Once you care, you're future

Laura Yuile

This artwork questions society's tendency to use the figure of the child to represent “the future” and the problems of this for those who choose not to reproduce or cannot reproduce.

In this film of Yuile’s performance, plastic babies are swept, gathered and re-distributed by cleaners, who pause only occasionally to check their phones. They are seemingly oblivious to the soundtrack that resonates throughout the space in New Hunt’s House at King’s College London, in which emotional adverts use children’s voices to sell technology and green energy, interrupted periodically by “announcements” that draw from writing by queer theorist Lee Edelman.

Linking the never-ending feminine labour of child-rearing and cleaning with imagery of children used by corporations to sell us new technologies, Yuile questions our drive for biological reproduction, technological innovation, and obsession with the future.
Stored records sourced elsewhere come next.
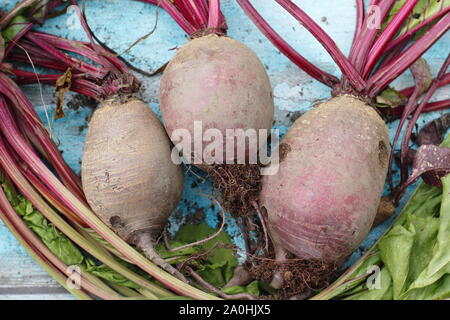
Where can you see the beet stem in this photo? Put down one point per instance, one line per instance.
(417, 28)
(386, 36)
(330, 46)
(285, 48)
(386, 75)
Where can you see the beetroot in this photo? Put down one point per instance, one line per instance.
(323, 200)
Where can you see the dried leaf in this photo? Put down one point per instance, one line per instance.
(391, 98)
(63, 85)
(432, 163)
(434, 131)
(422, 75)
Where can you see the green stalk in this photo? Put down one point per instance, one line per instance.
(46, 265)
(28, 191)
(25, 152)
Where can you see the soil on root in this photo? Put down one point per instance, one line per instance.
(301, 277)
(239, 186)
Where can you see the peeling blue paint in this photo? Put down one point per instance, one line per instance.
(294, 91)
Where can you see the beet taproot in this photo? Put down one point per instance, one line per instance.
(219, 82)
(322, 202)
(128, 177)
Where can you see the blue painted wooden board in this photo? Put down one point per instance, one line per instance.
(119, 23)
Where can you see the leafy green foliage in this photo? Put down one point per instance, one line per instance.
(423, 10)
(413, 257)
(57, 242)
(214, 260)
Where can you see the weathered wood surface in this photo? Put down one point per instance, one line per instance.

This is one of three works exploring reproduction and technology selected for the exhibition by Helen Knowles, curator of the Birth Rites Collection at King's College London. The Birth Rites Collection is the first and only collection of contemporary artwork dedicated to the subject of childbirth, hosted by the Faculty of Nursing, Midwifery and Palliative Care.

Image: Once you care, you're future, Laura Yuile, 2019. Image: Rebecca Lennon, courtesy of Birth Rites Collection.

About the contributor(s)

Laura Yuile is an artist from Glasgow, currently based in London. Her work is multidisciplinary, installation-based, and performative. It explores notions of the domestic and the urban through the intimate (or public) matters of living together; personal care and household maintenance; wellness and well-being; and the effects of globalization and technological development on urban and living space.